SkyCharger001 · July 11, 2017, 8:07am

How do you differentiate between every ignore and every unique ignore?

dnaber · July 11, 2017, 8:14am

I think the tricky part is the UI: where is this setting shown in the UI for the user, considering we have many add-ons, the command-line client, and the stand-alone client. How to show to the user that they’re in some kind of mode? How to show them they could find more/fewer errors if they changed the mode?

tiagosantos · July 11, 2017, 8:26am

A points system can be set. Ignore = 1; Ignore_all=10. Or, you can make ignore_all count all ignored matches in that texts.

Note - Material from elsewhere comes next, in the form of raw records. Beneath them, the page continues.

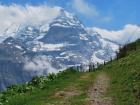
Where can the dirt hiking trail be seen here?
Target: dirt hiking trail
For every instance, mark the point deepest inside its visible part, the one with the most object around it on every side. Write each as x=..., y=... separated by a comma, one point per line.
x=97, y=92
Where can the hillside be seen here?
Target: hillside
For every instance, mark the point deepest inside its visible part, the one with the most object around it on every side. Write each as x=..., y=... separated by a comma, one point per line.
x=116, y=83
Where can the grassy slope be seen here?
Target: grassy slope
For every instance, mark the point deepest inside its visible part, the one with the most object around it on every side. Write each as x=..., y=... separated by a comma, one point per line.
x=68, y=82
x=124, y=90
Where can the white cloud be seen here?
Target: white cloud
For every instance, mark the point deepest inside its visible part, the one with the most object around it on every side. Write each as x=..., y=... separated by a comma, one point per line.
x=85, y=8
x=128, y=34
x=17, y=14
x=39, y=64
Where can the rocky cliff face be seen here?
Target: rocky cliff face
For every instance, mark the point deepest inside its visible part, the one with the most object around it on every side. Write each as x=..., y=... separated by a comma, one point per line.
x=39, y=50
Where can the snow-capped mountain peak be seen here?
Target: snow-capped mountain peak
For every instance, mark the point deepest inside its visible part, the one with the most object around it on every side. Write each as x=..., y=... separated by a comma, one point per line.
x=66, y=19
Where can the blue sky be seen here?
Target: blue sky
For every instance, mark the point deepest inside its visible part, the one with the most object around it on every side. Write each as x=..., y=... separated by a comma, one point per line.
x=108, y=14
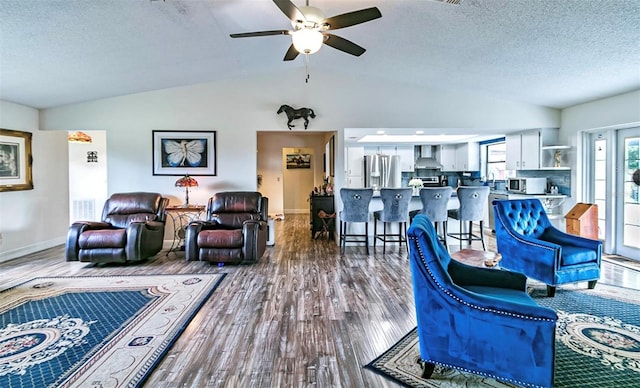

What I meant with that, is that we can think on fancy things, but they are probably too much work for anyone to do it.
Any user that wants fine-grained control over rule accuracy will likely make that evaluation and/or finetune rules.

I reaffirm the “fancy” part.
Start simple and grow from there if it become relevant. I was thinking on a config file string and two extra levels added to default= in the <rule> tag. Something like:
ACCURACY_LEVEL=off/normal/high/perfect
default='off' is the level 0;
default=‘normal’ is level 1 (the default rule setting and not needing to be explicitly written);
default=‘high’ is level 2;
default=‘perfect’ is level 3.
No UI in the beginning. If maintainers use the system, great, we can think on devoting more time to that endevour. Otherwise it can remain as a feature for advanced users/developers, just like the custom highlighting.

tiagosantos · July 13, 2017, 10:41pm

@dnaber
I am not sure if I finally get what you mean with this.
In the last couple of days, I have been trying to make a functional proof-of-concept on this idea. I figured out how to add the Configuration line in Configuration.java and how to allow new tags on grammar.xml through rules.xsd and Rule.java.
However, I am stuck on how to load those variables in the existing getDefaultDisabledRulesForVariant() logic in JLanguageTool.java in languagetool-core. From my basic understanding of the structure of this program, languagetool-gui is not a dependency of languagetool-core, so I can’t find a way to load the variables in the configuartion to JLanguageTool, even though disabled rules are read from the same config file.
My best guess was to change ignoreRule() resulting in this early concept:

private boolean ignoreRule(Rule rule) {

Category ruleCategory = rule.getCategory();
boolean isCategoryDisabled = (disabledRuleCategories.contains(ruleCategory.getId()) || rule.getCategory().isDefaultOff()) 
        && !enabledRuleCategories.contains(ruleCategory.getId());

/** Verify accuracy rating and severity
 *  @since 3.9
 */

int generalAccuracyLevel = 1;
int ruleAccuracyLevel = 1;
/*String accuracyRating = props.getProperty(accuracyRating);
switch (accuracyRating) {
  case "all"             : generalAccuracyLevel = 0;
                           break;
  case "normal"          : generalAccuracyLevel = 1;
                           break;
  case "high"            : generalAccuracyLevel = 2;
                           break;
  case "perfect"         : generalAccuracyLevel = 3;
                           break;
}     */
String ruleAccuracyRating = rule.getRuleAccuracyLevel();
switch (ruleAccuracyRating) {
  case "off"             : ruleAccuracyLevel = 0;
                           break;
  case "on"              : ruleAccuracyLevel = 1;
                           break;
  case "high"            : ruleAccuracyLevel = 2;
                           break;
  case "perfect"         : ruleAccuracyLevel = 3;
                           break;
}
/* boolean enoughAccuracy = generalAccuracyLevel >= ruleAccuracyLevel;
   boolean enoughSeverity = generalSeverity >= ruleSeverity */

boolean isRuleDisabled = disabledRules.contains(rule.getId()) 
        || (rule.isDefaultOff() && !enabledRules.contains(rule.getId())); 
        /*|| !enoughAccuracy; || !enoughSeverity; */
boolean isDisabled;
if (isCategoryDisabled) {
  isDisabled = !enabledRules.contains(rule.getId());
} else {
  isDisabled = isRuleDisabled;
}
return isDisabled;

}

String accuracyRating = props.getProperty(accuracyRating) For now I am having difficculties here.

Is there any way to read a configuration variable without using the default configuration data loader (or having circular references) or do I really need to move this logic to each of the clients (languagetool-standalone, languagetool-office, etc.) I wish to work on?